True Blood is set in your native Louisiana, and it really uses vampirism as a metaphor for outsiders, including the gay community. What are your thoughts on using vampirism as a metaphor for the disenfranchised?
It’s a given! The vampire is an outsider. He’s the perfect metaphor for those things. He’s someone who looks human and sounds human, but is not human, so he’s always on the margins. When I write and assume the point of view of the vampire, I understand the agony of being a public outcast—someone who doesn’t belong anywhere, yet longs to be part of something and gravitates to other outcasts of his own kind. I remember the year Interview With the Vampire was published, a young man came to me at Berkeley and told me he thought Interview With the Vampire was “the longest sustained gay allegory in the English language.” I was kind of amazed and honored that he was unpacking that from it, but it wasn’t a conscious thing.
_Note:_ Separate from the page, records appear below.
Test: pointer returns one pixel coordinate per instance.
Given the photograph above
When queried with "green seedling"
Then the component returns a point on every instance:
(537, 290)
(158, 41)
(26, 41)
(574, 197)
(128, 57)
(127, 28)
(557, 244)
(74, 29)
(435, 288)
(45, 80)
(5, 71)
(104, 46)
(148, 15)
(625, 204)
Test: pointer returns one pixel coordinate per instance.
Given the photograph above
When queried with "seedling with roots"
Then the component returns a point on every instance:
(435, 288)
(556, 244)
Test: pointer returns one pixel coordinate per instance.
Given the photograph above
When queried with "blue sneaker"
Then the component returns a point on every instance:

Back to True Blood, how do you feel about the show’s depiction of vampires as these uninhibited, primal, sexual beings?
I’m a fan of the show. I see it as a logical part of it all. [Harris] has expanded the sexuality that’s inherent in that idea. I didn’t think of that, but as my books went on, I involved my vampires in more sexuality. But I couldn’t go as far as Charlaine Harris did, because I had said that my vampires can’t have sex; that the act of drinking blood is orgasmic for them. She’s doing it a different way. She’s saying that this blood drinker must also be dynamite in bed. Makes sense!